Kevin Paul Goodno (born October 22, 1962) is a shareholder at the law firm of Fredrikson & Byron and chair of the Fredrikson Government Relations, a policy and advocacy group, in the state of Minnesota. He serves as government relations advisor for clients both in his areas of special expertise — health care, social services and tax policy — and in a variety of other issue areas including capital bonding, commerce and business, and government reform and efficiency.
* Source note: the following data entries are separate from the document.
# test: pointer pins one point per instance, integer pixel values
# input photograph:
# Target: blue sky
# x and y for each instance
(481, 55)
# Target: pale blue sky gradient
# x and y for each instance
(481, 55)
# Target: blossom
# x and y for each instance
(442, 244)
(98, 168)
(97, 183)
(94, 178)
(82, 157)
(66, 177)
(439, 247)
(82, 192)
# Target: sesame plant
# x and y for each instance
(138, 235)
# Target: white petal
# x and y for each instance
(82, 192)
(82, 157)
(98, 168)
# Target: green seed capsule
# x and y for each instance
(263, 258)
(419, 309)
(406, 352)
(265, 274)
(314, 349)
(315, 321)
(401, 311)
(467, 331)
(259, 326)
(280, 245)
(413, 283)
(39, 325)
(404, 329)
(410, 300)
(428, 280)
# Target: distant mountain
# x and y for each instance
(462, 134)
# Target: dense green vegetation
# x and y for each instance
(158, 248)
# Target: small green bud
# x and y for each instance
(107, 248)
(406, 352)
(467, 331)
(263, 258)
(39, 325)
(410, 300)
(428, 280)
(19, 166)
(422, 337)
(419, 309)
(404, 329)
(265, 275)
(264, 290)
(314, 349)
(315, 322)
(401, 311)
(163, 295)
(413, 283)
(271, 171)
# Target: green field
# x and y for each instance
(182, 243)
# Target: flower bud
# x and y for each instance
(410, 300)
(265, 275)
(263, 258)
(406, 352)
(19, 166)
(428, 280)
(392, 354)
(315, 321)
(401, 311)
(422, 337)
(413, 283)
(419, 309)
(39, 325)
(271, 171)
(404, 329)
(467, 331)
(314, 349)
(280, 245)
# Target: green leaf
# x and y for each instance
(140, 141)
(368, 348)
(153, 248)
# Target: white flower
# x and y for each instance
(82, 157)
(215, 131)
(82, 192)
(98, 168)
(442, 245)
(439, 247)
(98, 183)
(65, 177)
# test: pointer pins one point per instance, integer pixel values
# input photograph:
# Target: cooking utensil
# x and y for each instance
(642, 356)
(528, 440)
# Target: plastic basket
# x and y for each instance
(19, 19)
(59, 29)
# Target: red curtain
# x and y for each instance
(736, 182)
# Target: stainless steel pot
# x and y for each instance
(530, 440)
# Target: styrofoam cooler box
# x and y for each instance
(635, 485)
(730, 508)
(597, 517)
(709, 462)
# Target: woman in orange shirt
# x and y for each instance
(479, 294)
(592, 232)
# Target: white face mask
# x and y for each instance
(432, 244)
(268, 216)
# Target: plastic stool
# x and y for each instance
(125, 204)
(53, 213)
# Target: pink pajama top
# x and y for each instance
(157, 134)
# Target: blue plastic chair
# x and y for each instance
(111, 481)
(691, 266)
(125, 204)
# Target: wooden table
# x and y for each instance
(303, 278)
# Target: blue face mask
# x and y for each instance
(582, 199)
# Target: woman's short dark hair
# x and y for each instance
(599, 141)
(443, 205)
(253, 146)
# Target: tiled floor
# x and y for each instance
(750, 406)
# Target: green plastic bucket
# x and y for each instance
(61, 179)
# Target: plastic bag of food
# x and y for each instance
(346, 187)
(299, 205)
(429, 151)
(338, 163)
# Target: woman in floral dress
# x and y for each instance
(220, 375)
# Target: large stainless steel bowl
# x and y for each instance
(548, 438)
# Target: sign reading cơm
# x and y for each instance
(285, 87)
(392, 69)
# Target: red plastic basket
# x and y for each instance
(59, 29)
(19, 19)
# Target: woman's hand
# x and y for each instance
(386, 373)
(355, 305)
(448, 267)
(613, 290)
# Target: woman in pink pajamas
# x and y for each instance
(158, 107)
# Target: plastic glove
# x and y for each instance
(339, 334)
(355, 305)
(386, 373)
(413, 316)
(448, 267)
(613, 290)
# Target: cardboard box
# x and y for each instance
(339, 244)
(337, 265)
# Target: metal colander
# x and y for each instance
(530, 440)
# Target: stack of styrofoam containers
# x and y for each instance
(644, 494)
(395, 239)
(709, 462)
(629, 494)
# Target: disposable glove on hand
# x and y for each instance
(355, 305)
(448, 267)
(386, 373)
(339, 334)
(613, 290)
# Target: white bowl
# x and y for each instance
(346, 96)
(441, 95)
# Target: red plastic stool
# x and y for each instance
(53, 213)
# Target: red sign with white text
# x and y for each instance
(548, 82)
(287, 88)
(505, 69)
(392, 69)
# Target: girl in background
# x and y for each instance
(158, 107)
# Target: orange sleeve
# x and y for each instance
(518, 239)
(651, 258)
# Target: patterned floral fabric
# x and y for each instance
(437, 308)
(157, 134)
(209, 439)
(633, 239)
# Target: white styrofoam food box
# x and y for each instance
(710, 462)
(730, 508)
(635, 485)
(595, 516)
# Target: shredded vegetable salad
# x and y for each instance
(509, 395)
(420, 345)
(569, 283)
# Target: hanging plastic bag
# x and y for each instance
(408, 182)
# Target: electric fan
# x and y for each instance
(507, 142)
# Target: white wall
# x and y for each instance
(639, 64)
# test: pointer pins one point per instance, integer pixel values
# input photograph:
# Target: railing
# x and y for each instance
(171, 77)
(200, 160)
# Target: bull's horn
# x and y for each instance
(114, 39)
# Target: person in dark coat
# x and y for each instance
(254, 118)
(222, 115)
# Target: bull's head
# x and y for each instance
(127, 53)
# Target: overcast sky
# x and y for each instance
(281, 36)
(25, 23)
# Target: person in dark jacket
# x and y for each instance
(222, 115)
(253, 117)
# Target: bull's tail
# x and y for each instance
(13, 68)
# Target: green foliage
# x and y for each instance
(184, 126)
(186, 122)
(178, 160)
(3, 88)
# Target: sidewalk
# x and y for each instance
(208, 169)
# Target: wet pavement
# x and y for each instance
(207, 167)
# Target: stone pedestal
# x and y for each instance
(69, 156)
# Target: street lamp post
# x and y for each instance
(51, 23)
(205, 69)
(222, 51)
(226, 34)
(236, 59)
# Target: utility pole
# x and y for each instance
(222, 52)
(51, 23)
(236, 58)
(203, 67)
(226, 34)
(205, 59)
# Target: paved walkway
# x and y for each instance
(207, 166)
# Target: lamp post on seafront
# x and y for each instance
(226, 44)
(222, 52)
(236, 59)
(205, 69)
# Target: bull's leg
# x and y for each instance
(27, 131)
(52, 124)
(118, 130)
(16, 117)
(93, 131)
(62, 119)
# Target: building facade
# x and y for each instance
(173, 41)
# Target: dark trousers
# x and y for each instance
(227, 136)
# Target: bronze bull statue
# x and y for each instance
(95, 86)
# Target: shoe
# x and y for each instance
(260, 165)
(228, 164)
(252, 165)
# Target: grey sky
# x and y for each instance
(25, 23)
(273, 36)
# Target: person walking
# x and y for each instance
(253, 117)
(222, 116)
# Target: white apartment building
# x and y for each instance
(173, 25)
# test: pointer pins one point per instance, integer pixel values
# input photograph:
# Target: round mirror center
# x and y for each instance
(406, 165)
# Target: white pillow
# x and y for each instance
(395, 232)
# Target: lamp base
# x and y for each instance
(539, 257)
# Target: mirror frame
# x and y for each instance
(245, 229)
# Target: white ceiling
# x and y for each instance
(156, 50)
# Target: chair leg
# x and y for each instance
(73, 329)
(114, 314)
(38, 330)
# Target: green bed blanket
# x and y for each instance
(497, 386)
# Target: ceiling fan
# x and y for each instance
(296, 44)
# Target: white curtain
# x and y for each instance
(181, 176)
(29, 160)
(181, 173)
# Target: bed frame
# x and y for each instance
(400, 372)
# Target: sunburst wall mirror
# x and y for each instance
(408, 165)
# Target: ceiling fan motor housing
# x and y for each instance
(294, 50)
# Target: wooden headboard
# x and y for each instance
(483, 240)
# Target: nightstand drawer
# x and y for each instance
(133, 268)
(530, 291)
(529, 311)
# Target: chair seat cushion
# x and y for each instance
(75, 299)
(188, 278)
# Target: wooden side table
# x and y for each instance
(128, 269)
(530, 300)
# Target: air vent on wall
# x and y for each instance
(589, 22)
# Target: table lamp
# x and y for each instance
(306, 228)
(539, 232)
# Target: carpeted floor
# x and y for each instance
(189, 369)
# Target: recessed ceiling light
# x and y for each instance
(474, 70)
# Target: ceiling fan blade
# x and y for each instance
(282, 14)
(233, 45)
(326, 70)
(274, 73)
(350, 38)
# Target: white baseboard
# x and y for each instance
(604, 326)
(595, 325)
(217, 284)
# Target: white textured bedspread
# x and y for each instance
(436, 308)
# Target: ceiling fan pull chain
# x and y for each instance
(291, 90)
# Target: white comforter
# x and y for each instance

Prior to joining Fredrikson, he served as commissioner of Minnesota’s largest agency, the Department of Human Services, and also as a member of the Governor’s Health Cabinet, as co-chair of the Minnesota Mental Health Action Group, as co-chair of the Advisory Council to End Long-Term Homelessness and as a member of the Governor’s Drive to Excellence Sub-Cabinet. Before joining the Department of Human Services, he served in the Minnesota House of Representatives for twelve years, building a distinguished record of leadership on health care, human services and tax policy issues.